A woman's place is in the struggle: Protesting Miss University

August 27, 2003
Issue 

In response to a series of beauty contests being held at a local pub, the Newcastle University women's collective has begun organising protests.

The campaign was initiated with a protest against the "Miss University" contest held at the pub in late July, and has since involved protesting the weekly "Miss Indy" beauty contests being held at the same pub every Wednesday night.

In response to the protest, one woman participating in the Miss University contest confronted the protesters, saying that she chose to wear revealing clothes — "nobody was forcing [her] to".

This does raise important questions for feminists. What should the politics of protesting beauty pageants, fashion and entertainment, including pornography, industries be?

The sexism of these industries is not primarily through exploitation of the participants: it reaches much more broadly into the effect they have on societal attitudes.

This sort of protest is very different to, for example, feminist campaigns against the garment industry, which is primarily based on outworkers. The sexism here is in the extreme exploitation of women, as vulnerable workers. These workers feel the direct effects of this exploitation — in incredibly long hours and poor pay. They are under no illusions as to whether they are exploited or not.

Feminists need to act in solidarity with outworkers, seeking to raise awareness about their plight and support their campaigns for justice.

But the entertainment industry is not sexist primarily because it profits out of the exploitation of women workers. It's worst sexist effects come from the images of women that it promotes.

It is important that feminists don't fall into the trap of "blaming" the women that are involved for "not realising their own exploitation". It is more constructive to campaign against the sexist ideas about women that these contests are based upon, and help to promote.

Competitions like Miss Indy and Miss University are part of an industry based on portraying women as sexual objects, available to be "consumed" by a male customer.
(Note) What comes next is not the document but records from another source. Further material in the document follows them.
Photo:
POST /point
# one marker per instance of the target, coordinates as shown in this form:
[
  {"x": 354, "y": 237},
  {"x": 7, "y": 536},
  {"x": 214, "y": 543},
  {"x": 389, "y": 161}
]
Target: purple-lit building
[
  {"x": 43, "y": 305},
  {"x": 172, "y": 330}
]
Women's sexuality is reduced to pleasing men. Women are portrayed as always sexually "available".

The fact that some women feel empowered by participating in the industry (and that some women can make significant money out of it) does not change this. Playing the roles assigned to women through sexism can make life easier for some women in a sexist society — particularly if they play them well — but that doesn't mean that it helps the struggle for women's liberation.

These competitions are also part of an industry that makes money out of convincing women to get ever thinner. They promote a body "ideal" that is unattainable for many women. Every day, women are bombarded with this body ideal. In magazines, on TV shows, in ads, even on the bus.

The National Eating Disorder Information Center (NEDIC) in Canada conducted a study of nine- and 10-year-old children's fears in 2000. It found that most children were more afraid of getting fat than of losing a parent, getting cancer or living through nuclear war. Fifty-one per cent of the girls in the study said they felt better about themselves if they were on a diet.

NEDIC estimates that 10% of women and girls (10 million) and 1 million men and boys in the US are struggling with eating disorders such as anorexia nervosa, bulimia and binge eating. A 1995 study of college women found that 91% had attempted to control their weight through dieting and 22% dieted "often" or "always". Around US$40 billion is spent on weight loss products and programs annually in the US.

Eating disorders are endemic in a society that judges women on how they look. Beauty contests are a key reflection, and promotion, of this. This has been the main reason that feminist have opposed them.

That doesn't mean, of course, that feminist should call for such competitions to be banned, since that won't eradicate the sexist ideas thet reflect. Sexist ideas about women are based on the societal oppression of women, of which the state is a part. Objecting to sexist events is also not the same as objecting to sexually explicit entertainment — which some feminist events are.

It is far better to fight the ideas that sexist events promote through debate, argument and mobilisation for women's liberation. This may include protests outside such events.

The individual choices that women can make will be limited by a sexist society. Our aim must be to campaign against sexism in order to open up more choices for all of us.

BY MELODY COUTMAN

[The author is member of the socialist youth organisation Resistance.]

From Green Left Weekly, August 27, 2003.